A 40 percent cost savings. Check.

A 64 percent reduction in secondary packaging materials used. Check.

A 73 percent reduction in trucks delivering the packaging materials. Check.

And perhaps the most important result: a 300 percent growth through national retailers. Check that one, too.

This was the case when Oskar Blues, a craft beer brewer, teamed up with Dow Packaging and Specialty Plastics, Berry Global and Ampacet to develop an industry-first printed collation shrink packaging for its 24-can variety cases. Specifically, the shrink solution serves as secondary packaging, wrapping the corrugated trays. It replaces an older monolayer shrink wrapping, which held two 12-pack cartons together. And it scores big points in shelf appeal, as the shrink packaging features Oskar Blues’ branding and design. 

“The new package is a high-clarity, high-strength co-extruded shrink film reverse printed with eye-catching graphics,” explains Markay Harrington, Berry Global’s shrink film product line director. “These decisions make financial sense, as by moving from paperboard boxes to new, shrink film packaging, Oskar Blues saw a 40 percent cost savings.”

Additionally, following the initial equipment investment, the film costs less per unit packaged than conventional packaging materials. This helps to reduce warehouse space and the need for raw materials. Though this type of secondary packaging is seemingly ideal for craft breweries, Oskar Blues is among the pioneering companies to take advantage of all that it offers. 

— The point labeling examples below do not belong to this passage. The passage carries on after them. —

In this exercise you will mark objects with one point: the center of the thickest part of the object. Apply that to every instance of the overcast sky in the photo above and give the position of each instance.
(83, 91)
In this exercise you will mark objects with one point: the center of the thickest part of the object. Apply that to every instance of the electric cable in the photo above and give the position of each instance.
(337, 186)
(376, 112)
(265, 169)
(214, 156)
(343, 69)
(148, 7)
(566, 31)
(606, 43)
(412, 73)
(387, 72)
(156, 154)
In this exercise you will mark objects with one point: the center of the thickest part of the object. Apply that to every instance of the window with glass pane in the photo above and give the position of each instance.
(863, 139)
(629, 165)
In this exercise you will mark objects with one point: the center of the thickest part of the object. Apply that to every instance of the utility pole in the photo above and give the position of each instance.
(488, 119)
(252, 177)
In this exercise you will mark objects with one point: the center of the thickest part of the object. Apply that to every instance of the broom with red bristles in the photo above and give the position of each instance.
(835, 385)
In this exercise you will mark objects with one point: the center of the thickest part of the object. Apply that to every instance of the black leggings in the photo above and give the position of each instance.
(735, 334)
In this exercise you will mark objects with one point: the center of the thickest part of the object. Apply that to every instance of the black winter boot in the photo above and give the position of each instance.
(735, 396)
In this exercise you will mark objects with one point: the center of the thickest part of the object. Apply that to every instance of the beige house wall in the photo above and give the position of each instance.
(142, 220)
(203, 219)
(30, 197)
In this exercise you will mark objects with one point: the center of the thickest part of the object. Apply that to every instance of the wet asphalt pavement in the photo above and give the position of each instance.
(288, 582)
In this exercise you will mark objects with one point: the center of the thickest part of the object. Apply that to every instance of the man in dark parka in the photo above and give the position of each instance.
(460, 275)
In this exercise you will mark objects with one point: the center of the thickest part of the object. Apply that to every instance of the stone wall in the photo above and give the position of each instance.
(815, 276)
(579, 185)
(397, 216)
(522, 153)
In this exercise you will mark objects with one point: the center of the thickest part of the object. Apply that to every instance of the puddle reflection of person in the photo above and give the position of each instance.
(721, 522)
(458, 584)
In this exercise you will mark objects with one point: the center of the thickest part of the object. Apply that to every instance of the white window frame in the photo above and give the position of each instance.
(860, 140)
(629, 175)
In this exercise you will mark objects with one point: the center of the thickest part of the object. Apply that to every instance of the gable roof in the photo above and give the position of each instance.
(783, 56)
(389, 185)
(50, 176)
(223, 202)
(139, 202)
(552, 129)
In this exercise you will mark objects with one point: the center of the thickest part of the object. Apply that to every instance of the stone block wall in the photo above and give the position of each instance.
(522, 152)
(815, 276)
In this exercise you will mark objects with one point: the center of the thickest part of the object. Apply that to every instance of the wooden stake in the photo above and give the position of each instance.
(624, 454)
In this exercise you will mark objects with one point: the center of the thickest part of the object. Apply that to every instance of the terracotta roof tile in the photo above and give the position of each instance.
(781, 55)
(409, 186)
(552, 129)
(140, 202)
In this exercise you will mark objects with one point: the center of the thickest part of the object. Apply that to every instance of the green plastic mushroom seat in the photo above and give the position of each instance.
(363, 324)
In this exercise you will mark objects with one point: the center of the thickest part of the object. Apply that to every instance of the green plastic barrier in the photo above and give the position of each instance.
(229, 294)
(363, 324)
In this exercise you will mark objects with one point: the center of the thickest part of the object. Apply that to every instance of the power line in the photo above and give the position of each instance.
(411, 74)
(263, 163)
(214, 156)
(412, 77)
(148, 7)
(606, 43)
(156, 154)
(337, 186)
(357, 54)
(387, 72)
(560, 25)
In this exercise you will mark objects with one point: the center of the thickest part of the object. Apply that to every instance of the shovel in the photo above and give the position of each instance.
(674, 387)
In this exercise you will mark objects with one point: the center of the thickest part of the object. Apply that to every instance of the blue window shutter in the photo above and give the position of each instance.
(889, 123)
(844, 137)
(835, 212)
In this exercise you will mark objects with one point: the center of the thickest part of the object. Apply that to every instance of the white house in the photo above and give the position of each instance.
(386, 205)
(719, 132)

“It is surprising that more craft breweries have not switched to printed shrink bundle film due to the potential market acceptance, cost savings and environmental benefits,” says Harrington. “One of the reasons may be that the initial equipment investment needed to run shrink bundle film may be difficult for some craft brewers to justify based on their volume. We have seen a lot of interest from craft brewers in our printed shrink film this past year and expect to see a lot of growth in this market. We have seen this packaging trend in Europe for quite some time, and now we’re seeing it move to North America.”